Just as Megumi Yokota is the symbol in Japan of those abducted by
North Korea, Shin Suk-ja, «The daughter of Tongyeong» is that of
South Korea. Her story has generated great interest and allowed
the South Korean public opinion to understand the gravity of the
crimes of abduction of its citizens by North Korea.
This year, an exhibition of photographs of Shin Suk-ja in the concentration camp for political opponents was organised by university students.
This exhibition has travelled throughout South Korea and was the
catalyst that revived the campaign in support of Shin Suk-ja. It was
especially in her hometown of Tongyeong (Gyeongsang province
in the south) that religious representatives and classmates at her
school began the movement that has subsequently amplified across
the country, triggering the government and members of the south
Korean parliament to react. The noble personality of Shin Suk-ja has
touched the heart of all Koreans.
Shin Suk-ja left South Korea to work as a nurse in Germany. She met Oh Kil-nam, a young South Korean economics student. The couple got married and had two children. They led a very happy family life.
In 1985, Oh Kil-nam got his doctorate in economics and in December of the same year, he was offered an important position in North Korea by a North Korean agent. Duped by the lies of the spy, he decided to go, taking his family with him, despite his wife’s objections. Once there, Oh Kil-nam and his family were housed in a «foreigner’s residence» where they were brainwashed for three months. From June to November 1986, Oh Kil-nam was forced to work in radio for a propaganda program destined for South Korea called «The Voice of National Salvation.» He was then ordered to abduct two South Korean students in Germany.

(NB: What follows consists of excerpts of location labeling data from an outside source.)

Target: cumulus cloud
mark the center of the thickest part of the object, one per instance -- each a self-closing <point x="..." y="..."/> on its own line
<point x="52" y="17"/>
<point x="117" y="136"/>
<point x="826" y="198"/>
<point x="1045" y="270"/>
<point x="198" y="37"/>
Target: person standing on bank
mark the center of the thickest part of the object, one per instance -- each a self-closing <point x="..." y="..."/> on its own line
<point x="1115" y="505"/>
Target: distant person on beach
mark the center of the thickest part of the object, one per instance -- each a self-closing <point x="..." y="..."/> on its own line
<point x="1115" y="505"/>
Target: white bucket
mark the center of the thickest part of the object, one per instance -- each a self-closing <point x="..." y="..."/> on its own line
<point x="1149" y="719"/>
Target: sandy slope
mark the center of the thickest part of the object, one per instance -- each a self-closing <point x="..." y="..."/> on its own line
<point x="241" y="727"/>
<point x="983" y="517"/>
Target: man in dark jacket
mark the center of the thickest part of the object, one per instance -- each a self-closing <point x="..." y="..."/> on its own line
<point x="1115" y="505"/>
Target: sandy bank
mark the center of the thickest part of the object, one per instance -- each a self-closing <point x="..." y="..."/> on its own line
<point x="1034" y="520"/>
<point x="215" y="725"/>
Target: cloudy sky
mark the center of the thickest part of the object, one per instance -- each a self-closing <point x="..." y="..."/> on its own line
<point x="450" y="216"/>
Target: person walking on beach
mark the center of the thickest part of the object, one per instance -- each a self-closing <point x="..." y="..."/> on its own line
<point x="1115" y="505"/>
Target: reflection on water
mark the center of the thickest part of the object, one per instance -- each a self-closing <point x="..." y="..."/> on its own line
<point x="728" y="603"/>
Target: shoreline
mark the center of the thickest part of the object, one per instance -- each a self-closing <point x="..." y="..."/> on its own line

Upon learning why her husband was to return to Germany, Shin Suk-ja said to him: «Do not stoop to do something as despicable as betraying your own people by bringing them here to North Korea! If you manage to escape, do it! But do everything to save us once you are free!
On his trip to Germany, Oh Kil-nam managed to escape during his stop-over flight in Copenhagen airport. He then returned to West Germany where he began his campaign to free his wife and two daughters.
In 1991, the North Korean authorities asked the classical composer Yun I-sang, then residing in Germany, to transmit audio recordings of Shin Suk-ja and her daughters to Oh Kil-nam, as well as pictures of them taken in Yodok concentration camp, in order to convince him to return to Pyongyang.